A number of 'sufficiency of search' issues were raised. The Information Commissioner found that the respondent had carried out all the searches/inquiries that it could reasonably be expected to make in an effort to locate matter falling within the terms of the applicants' FOI access application, or, alternatively, that the further matter sought by the applicants was not contained in "documents of the agency" (as explained in my decision in Holt & Reeves and Education Queensland (1998) 4 QAR 310). The Information Commissioner made some general observations on 'sufficiency of search' issues and emphasised the need for applicants to explain, and provide evidence to support, their grounds for believing that an agency holds additional responsive documents.
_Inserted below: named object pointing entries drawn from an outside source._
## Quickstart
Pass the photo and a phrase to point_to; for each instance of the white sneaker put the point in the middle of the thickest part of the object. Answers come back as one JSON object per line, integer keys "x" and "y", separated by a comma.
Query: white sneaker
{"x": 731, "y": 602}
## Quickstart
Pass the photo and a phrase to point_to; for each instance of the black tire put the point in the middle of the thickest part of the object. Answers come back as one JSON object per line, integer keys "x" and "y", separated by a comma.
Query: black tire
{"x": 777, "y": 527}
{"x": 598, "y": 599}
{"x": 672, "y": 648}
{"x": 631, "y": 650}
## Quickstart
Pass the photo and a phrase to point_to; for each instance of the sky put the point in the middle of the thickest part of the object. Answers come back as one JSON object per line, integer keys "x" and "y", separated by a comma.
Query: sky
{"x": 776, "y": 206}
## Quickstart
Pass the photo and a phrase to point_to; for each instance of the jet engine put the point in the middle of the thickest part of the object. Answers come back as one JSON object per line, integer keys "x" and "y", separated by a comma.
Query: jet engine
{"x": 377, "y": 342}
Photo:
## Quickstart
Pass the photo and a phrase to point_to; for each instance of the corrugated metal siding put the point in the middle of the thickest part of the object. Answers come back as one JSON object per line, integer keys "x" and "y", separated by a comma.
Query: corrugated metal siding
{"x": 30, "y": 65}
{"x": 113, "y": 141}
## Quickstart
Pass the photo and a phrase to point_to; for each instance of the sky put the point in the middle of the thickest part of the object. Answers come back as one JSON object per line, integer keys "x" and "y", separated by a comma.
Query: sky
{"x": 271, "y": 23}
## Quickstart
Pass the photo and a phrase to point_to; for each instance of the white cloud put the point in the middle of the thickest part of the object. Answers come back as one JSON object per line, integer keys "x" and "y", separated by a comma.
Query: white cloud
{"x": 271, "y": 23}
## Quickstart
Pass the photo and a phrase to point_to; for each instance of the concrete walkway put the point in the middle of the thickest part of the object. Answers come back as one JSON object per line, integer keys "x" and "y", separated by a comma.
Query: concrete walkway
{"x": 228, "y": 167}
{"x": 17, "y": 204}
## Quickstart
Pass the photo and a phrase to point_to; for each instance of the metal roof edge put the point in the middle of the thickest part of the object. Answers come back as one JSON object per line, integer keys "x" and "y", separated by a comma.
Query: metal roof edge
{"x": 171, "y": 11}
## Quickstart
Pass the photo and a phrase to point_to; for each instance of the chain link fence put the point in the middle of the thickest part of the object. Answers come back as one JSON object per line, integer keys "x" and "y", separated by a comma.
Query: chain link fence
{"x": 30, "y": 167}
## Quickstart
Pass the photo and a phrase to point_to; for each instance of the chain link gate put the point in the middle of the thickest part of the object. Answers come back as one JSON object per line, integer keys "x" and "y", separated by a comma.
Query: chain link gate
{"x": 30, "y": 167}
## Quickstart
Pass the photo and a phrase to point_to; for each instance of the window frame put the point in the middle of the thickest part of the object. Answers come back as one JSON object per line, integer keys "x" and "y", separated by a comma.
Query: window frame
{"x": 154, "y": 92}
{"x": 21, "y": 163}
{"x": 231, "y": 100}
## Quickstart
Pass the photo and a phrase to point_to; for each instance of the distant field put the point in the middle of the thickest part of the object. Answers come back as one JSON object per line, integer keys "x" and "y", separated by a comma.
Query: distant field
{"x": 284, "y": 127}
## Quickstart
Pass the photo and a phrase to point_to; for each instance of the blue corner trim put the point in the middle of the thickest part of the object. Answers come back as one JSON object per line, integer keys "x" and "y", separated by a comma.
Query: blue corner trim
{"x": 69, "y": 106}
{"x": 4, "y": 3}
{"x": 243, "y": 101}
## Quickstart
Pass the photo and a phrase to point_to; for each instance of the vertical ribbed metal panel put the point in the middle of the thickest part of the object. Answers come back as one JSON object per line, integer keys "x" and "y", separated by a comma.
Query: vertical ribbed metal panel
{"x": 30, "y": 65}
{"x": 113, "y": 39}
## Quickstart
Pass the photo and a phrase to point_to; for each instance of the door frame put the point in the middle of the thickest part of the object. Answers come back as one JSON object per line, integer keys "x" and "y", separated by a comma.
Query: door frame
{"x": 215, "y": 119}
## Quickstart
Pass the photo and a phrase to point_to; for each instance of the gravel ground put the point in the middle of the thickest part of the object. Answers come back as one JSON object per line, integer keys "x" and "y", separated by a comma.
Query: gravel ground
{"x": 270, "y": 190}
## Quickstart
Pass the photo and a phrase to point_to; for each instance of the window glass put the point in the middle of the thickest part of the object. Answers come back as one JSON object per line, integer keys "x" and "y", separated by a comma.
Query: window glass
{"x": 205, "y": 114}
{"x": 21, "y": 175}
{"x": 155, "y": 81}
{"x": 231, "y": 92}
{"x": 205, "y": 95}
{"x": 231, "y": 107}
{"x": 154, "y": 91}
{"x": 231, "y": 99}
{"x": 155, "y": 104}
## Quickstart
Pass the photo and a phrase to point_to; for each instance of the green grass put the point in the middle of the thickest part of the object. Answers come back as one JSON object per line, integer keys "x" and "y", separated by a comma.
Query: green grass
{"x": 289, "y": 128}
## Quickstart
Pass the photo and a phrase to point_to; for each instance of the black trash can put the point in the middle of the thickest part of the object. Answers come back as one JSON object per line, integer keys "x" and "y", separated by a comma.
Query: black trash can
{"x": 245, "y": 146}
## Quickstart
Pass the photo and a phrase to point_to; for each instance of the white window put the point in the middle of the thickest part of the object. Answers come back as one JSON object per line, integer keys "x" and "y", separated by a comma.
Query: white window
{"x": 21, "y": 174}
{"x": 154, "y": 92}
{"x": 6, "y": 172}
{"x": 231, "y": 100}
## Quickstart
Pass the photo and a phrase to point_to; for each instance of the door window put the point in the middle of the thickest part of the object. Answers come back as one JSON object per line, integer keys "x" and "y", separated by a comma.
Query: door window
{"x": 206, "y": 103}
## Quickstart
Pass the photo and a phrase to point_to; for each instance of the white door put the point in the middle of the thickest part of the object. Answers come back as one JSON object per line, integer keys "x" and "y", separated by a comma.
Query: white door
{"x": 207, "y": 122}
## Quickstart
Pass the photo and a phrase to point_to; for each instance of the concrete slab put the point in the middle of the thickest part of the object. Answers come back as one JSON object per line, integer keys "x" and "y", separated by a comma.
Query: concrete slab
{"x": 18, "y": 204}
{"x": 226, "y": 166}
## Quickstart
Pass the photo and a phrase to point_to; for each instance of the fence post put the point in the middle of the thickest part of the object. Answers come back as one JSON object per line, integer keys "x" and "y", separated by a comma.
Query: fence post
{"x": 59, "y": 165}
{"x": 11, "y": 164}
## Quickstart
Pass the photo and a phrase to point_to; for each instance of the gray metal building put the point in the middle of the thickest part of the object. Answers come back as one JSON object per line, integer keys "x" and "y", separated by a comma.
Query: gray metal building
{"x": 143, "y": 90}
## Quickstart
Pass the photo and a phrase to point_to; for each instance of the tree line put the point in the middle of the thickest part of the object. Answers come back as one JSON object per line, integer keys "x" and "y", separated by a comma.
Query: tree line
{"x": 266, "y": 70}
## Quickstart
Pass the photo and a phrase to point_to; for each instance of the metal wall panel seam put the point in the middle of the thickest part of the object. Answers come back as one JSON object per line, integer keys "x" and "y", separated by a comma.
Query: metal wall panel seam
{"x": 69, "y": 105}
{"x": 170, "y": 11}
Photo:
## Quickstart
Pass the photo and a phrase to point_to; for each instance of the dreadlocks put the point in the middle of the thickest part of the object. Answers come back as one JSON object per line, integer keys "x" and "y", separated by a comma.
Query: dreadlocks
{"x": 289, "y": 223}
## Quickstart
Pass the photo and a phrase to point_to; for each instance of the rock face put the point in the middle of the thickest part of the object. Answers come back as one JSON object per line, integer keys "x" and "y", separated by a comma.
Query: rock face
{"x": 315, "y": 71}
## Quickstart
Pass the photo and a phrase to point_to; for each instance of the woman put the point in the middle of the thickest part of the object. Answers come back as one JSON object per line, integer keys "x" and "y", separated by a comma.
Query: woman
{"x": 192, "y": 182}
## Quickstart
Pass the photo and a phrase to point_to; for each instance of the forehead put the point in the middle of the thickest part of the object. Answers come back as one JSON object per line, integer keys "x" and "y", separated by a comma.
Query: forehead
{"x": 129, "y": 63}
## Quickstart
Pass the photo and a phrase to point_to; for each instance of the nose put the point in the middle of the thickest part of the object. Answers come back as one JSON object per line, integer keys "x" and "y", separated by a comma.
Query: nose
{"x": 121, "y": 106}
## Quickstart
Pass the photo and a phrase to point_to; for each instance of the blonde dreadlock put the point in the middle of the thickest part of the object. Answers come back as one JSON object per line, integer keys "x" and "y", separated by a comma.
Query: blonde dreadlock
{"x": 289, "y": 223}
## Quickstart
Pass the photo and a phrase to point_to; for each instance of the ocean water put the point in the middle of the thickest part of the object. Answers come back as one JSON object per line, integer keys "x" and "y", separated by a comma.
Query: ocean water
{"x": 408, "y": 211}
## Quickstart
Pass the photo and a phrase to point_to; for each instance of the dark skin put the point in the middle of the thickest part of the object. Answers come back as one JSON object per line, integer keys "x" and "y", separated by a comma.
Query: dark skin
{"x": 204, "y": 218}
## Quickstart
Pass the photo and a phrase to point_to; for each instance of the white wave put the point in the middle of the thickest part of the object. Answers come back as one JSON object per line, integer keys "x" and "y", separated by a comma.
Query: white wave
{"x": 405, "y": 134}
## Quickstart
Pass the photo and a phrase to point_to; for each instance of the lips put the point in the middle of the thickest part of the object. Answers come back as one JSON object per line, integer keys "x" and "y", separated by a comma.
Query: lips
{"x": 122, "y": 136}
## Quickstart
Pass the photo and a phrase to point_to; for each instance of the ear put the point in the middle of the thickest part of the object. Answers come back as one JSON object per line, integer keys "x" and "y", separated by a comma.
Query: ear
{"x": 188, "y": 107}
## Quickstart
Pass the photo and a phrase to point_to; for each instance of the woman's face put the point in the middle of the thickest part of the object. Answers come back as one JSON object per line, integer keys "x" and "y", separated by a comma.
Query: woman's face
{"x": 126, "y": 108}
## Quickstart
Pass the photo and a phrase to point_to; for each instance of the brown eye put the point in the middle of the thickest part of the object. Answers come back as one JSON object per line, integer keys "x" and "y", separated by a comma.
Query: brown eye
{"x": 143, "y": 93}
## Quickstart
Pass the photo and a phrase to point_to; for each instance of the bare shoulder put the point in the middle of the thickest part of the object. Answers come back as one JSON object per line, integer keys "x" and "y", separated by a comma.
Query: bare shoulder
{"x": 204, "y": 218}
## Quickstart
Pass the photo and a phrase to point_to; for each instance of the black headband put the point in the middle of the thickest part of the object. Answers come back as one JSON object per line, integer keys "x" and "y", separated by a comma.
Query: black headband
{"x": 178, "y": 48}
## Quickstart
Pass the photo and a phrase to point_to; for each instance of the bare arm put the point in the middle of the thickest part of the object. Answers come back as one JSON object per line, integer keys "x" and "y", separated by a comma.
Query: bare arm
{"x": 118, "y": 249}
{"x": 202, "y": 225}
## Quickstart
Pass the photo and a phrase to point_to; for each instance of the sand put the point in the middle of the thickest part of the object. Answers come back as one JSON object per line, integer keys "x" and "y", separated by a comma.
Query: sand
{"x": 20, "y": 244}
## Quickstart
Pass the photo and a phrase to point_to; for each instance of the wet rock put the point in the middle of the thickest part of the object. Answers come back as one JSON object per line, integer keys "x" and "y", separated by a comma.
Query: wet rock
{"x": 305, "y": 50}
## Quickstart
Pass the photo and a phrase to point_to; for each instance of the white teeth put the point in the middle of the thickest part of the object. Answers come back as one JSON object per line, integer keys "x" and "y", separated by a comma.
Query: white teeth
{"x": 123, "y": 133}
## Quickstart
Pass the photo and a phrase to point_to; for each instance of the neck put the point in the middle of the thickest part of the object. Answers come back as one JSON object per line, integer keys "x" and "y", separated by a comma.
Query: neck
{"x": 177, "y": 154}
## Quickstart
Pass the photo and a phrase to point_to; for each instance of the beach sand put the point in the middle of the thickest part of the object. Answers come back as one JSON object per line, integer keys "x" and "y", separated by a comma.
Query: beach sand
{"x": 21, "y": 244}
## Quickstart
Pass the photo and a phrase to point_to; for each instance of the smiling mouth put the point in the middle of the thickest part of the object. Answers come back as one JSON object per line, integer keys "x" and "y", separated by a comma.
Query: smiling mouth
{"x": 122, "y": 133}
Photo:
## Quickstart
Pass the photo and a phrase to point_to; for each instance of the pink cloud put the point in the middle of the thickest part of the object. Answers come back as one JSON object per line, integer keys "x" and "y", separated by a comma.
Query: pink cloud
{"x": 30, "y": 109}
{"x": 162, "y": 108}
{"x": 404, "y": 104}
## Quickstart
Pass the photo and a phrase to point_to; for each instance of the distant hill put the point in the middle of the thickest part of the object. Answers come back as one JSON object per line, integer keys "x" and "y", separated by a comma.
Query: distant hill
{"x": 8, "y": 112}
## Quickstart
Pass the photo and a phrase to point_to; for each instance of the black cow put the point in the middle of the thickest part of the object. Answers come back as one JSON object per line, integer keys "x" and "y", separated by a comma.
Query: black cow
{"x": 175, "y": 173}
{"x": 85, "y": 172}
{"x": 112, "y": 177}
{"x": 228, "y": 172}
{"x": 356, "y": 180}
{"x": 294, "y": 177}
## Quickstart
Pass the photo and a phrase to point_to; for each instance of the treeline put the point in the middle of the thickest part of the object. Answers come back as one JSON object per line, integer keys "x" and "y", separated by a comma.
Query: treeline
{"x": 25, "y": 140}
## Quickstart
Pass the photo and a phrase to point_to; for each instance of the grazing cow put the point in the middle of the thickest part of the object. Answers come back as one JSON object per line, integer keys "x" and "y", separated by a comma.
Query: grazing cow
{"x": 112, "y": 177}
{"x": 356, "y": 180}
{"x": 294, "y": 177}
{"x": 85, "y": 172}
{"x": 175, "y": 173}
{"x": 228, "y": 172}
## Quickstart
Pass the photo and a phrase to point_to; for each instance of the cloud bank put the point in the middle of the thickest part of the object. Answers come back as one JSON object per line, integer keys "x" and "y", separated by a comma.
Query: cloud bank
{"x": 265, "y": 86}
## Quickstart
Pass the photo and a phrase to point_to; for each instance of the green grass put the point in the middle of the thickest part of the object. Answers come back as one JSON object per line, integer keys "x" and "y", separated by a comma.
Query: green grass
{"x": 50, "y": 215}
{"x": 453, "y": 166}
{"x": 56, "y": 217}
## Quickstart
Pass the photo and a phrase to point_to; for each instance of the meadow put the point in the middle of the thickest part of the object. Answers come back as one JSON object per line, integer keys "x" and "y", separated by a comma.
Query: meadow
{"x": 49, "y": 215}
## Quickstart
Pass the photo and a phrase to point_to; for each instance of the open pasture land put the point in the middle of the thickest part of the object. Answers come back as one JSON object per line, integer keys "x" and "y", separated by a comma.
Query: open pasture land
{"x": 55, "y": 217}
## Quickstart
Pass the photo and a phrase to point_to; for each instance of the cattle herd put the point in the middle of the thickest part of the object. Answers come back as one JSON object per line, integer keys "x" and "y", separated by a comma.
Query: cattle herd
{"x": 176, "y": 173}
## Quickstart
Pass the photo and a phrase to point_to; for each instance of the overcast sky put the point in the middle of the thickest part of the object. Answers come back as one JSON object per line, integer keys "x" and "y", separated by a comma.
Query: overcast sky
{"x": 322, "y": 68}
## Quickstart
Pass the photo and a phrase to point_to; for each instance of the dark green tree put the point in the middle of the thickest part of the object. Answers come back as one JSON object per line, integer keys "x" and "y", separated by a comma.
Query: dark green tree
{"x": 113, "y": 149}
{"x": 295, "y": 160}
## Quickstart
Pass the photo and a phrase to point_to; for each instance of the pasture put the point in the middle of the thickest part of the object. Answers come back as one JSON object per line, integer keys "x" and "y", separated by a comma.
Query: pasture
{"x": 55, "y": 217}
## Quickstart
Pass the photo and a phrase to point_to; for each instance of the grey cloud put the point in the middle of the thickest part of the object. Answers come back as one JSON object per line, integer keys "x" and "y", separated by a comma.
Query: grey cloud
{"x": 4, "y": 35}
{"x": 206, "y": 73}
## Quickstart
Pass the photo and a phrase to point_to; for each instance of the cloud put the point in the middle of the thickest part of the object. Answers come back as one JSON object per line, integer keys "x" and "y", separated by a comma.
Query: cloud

The Information Commissioner found, in respect of the matter in issue comprising communications between the respondent and the Parliamentary Criminal Justice Committee relating to the review by the latter of the circumstances surrounding the production of the GM report, that their public disclosure would contravene a standing order of the Legislative Assembly, and hence infringe the privileges of Parliament. Those communications therefore qualified for exemption under s.50(c)(i) of the FOI Act.
The Information Commissioner discussed the relationship between s.46(1)(b) and s.38(b) of the FOI Act in relation to intelligence information that had been supplied by law enforcement agencies of another government. The Information Commissioner found that the more appropriate exemption for such matter was s.38(b), and that some of the matter in issue was exempt from disclosure under s.38(b).
The respondent claimed that two documents in issue would have qualified for exemption under s.48(l) of the FOI Act in the form which that provision took before its amendment, and that, by virtue of s.20(2) of the Acts Interpretation Act 1954 Qld, it was entitled to have s.48(l) applied in the form it took at the commencement of my review. The Information Commissioner rejected this argument on a number of grounds including that a respondent agency has no relevant right or privilege of the kind which s.20(2) of the Acts Interpretation Act is designed to preserve in certain circumstances. The Information Commissioner held that the relevant law to be applied was the law which was in force at the time of making my decision, and that the two documents in question did not qualify for exemption under s.48 in its current form.
The Information Commissioner found that matter comprising a former residential address of one third party was information concerning that person's personal affairs and was exempt from disclosure under s.44(1) of the FOI Act. However, the Information Commissioner found that information concerning the performance by the third parties of their duties of employment as public servants was not information concerning their personal affairs, and did not qualify for exemption under s.44(1). I also decided that matter comprising allegations of wrongdoing on the part of persons and corporations other than the applicants was exempt under s.44(1) and s.45(1)(c) of the FOI Act.
In relation to matter comprising identifying references to one third party, the Information Commissioner found that the claim for exemption under s.42(1)(b) of the FOI Act was not established because the identity of that third party had ceased to be confidential vis-à-vis the applicants. The Information Commissioner also determined that a small amount of matter did not qualify for exemption under s.41(1) of the FOI Act as the respondent was unable to demonstrate that disclosure of that information would be contrary to the public interest.